- Sharifabad Location within Iran
- Coordinates: 36°47′41″N 53°07′01″E﻿ / ﻿36.79472°N 53.11694°E
- Country: Iran
- Province: Mazandaran
- County: Sari
- District: Rudpey-ye Shomali
- Rural District: Farahabad-e Shomali

Population (2016)
- • Total: 146
- Time zone: UTC+3:30 (IRST)

= Sharifabad, Sari =

Village in Mazandaran province, Iran

Sharifabad (شريف آباد) (Note: Also romanized as Sharīfābād) is a village in Farahabad-e Shomali Rural District of Rudpey-ye Shomali District in Sari County, Mazandaran province, Iran.

==Demographics==
===Population===
At the time of the 2006 National Census, the village's population was 241 in 60 households, when it was in Rudpey-ye Shomali Rural District (Note: Renamed Farahabad-e Shomali Rural District) of the Central District.
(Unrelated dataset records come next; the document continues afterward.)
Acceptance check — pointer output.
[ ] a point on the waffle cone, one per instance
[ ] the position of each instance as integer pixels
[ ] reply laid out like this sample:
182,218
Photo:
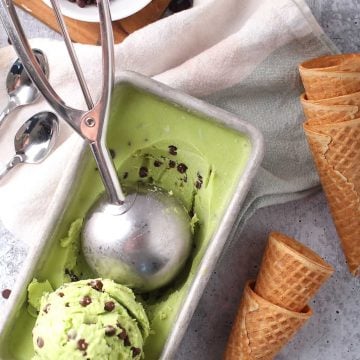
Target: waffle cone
322,85
335,148
261,328
290,273
331,76
334,110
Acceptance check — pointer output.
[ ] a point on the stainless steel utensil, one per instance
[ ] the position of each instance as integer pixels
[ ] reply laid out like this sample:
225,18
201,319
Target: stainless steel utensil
20,88
134,221
34,140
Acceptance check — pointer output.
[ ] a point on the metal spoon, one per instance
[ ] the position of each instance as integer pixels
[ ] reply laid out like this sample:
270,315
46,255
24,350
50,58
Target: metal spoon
34,140
138,217
20,88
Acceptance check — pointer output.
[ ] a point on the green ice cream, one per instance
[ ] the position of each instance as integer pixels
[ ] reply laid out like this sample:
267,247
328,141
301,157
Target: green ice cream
198,160
90,319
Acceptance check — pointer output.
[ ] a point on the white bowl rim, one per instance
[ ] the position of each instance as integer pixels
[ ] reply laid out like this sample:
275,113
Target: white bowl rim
120,9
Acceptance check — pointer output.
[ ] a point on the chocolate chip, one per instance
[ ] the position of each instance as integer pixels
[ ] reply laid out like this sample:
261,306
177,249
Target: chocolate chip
40,342
6,293
109,306
82,344
123,334
127,341
135,351
182,168
199,182
172,150
85,301
96,285
112,153
143,171
72,334
72,275
110,330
The following census in 2011 counted 149 people in 46 households, by which time the rural district had been separated from the district in the formation of Rudpey District. The 2016 census measured the population of the village as 146 people in 52 households, when the rural district had been separated from the district in the formation of Rudpey-ye Shomali District and renamed Farahabad-e Shomali Rural District.